Membership groups are great for developing relationships.  It takes time for people to get to know you and understand what you do.  As your relationships develop with the people in the group you’ll find more of them refer you to their clients and other people they know.

That doesn’t mean you should ignore the groups that you can pop in and out of.  Attend a few, see what kind of people attend them, keep your focus on your purpose.  Bear in mind that while you’re looking for referrals, so are the others in the group.  Are they a good match for your current and potential clients?

Remember that you’re not looking for new friends (although you may make one or two along the way), you’re looking to develop your business.

Don’t overlook professional bodies and associations – if your ideal client is a finance manager, maybe you should offer to do a presentation on something of interest to finance managers at the local branch of their professional organisation.
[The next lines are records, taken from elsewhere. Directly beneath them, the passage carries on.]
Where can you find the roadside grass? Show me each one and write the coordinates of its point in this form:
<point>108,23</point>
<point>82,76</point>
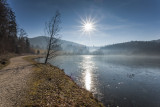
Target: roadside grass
<point>4,59</point>
<point>50,87</point>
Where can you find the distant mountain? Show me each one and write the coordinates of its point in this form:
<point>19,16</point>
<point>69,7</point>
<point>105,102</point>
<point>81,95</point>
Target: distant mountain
<point>132,48</point>
<point>68,47</point>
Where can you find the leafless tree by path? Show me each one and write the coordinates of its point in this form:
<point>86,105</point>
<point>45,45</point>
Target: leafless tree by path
<point>13,82</point>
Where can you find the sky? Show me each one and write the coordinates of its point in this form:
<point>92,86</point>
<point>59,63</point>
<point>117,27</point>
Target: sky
<point>115,21</point>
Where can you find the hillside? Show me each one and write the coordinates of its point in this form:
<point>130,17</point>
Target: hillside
<point>67,47</point>
<point>133,47</point>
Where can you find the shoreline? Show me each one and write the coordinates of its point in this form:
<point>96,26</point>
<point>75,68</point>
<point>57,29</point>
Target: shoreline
<point>50,86</point>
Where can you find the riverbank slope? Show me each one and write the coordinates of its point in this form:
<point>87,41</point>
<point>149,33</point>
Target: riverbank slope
<point>51,87</point>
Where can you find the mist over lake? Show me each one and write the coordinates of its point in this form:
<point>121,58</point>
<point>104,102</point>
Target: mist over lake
<point>125,81</point>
Get your elevator pitch – that’s the short-ish answer to ‘What do you do?’ – ready.  It needs to be more than ‘We do recruitment’ or ‘I’m a health & safety consultant’.  A really good elevator pitch talks about the problems people have – and how you solve them so might be something like:

You know how human resources managers often end up interviewing people who are completely unsuitable?  It’s a waste of their time and effort – and often their department managers’ time too.  Well, we work with them on a specific profile for their candidates, pre-interview the applicants and ensure only the very best candidates are presented for interview.  Effectively, they only need to interview once – as they get the short list first.

This gets people to relate to the issues so they listen emotionally.  They remember more that way – and that’s what you want – people to remember you and what you do.

Networking is about being known and remembered by more people – so you can be connected to the people they know.  It’s not a quick fix, but it’s the best way to grow a network of advocates who will recommend you and refer business.

And the point is …

When you know who you can help, how you can help them and educate your network about that you’ll get more and more people who will help your business grow.  It’s always better to get business that’s recommended than business you have to work hard to win in a competitive market.

Developing this level of focus – whether as you start your business or at any time after that – will give your business an edge.